Erdoğan’ın Hitler Almanya’sını aratmayan faşizan siyaseti, sömürgeci yayılmacılığı Güney Kürdistan’da da, Kuzey Kürdistan’da da, Rojava’da da direniş duvarına çarptı. Erdoğan’a fütursuzca destek verenler de bunun farkında. Yaşananların farkında olmayan, ömrünü uzatmak için hala kapılarda umutla siyaset dilenen, sadece Erdoğan ve şürekasıdır.

Erdoğan’ın ABD’de umudunun bir kısmını tükettiği görünüyor. Şimdi sırada Rusya var. Putin Erdoğan’la görüşmesinde kendi çıkarını düşünecektir elbet. Ancak bu çıkar hesabının içinde Erdoğan’ın hatırına ABD’yle karşı karşıya gelmek olmadığını söyleyebiliriz.

Son sözü söyleyip bitirelim. Erdoğan’ın ajandasında Suriye’de bir savaş senaryosu da var. İdlib ve Rojava üzerinden yapılan hesaplar, bazı generallerin ‘emekliliğini istemesi’ sonrasında basına da yansıdı.

Erdoğan, askerleri de ikna ederse kapsamlı bir savaş senaryosu ile Rojava’yı da kapsayacak bir biçimde Suriye’ye yönelmek istiyor. Daha önce de böyle bir pozisyonu denemiş ancak askeri cenahtan destek bulamamıştı.

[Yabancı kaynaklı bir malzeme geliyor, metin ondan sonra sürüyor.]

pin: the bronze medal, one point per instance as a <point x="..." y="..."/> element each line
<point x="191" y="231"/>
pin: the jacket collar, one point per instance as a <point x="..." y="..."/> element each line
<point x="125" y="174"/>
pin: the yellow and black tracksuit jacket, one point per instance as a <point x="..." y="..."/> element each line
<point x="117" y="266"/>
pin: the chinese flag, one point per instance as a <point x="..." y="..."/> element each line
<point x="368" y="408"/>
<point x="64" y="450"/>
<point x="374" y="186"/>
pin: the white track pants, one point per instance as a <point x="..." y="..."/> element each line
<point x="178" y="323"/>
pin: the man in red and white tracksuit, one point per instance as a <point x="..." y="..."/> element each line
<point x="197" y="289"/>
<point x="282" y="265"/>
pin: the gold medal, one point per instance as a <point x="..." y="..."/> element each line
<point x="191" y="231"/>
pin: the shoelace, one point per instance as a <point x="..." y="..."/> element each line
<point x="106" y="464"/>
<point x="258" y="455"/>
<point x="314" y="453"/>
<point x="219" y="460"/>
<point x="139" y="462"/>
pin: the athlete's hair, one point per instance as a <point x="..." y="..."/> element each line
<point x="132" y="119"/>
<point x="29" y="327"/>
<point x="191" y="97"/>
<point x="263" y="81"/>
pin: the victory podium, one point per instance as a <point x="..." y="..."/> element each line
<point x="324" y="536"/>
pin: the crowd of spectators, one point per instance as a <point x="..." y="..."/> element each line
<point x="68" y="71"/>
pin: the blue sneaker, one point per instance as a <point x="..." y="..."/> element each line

Askeri cenah şimdi bu maceraya girer mi? Ne Erdoğan’ın, ne de askeri cenahın öyle bir gücü yok. Kürt direnişini kırmak için bir savaşı zaten tüm pervasızlığıyla sürdürüyorlar. Dünyanın gözünün içine bakarak kimyasal silah bile kullandılar, kullanıyorlar.

Bunca savaş suçuna rağmen sonuç alamamışken, ABD ve Rusya’yı, ya da bunlardan birini karşısına alarak bir savaş yürütemeyeceğini bilmek için kahin olmaya gerek yok. Ayrıca Erdoğan’ın gidici olduğu da artık çok sırıtıyor; borsadaki tahtası kapanmak üzere.

Nihayetinde hep birlikte Kürt düşmanlığının bir iktidarı daha bitirdiğini, Kürt direnişinin bedeli ağır da olsa kazandığını hep birlikte göreceğiz.

Ancak bir diğer sorun, Erdoğan’ın koltuğuna aday olanların Türkiye’yi onlarca yıl geriye atan bu gerçekliği ne kadar gördüklerinde.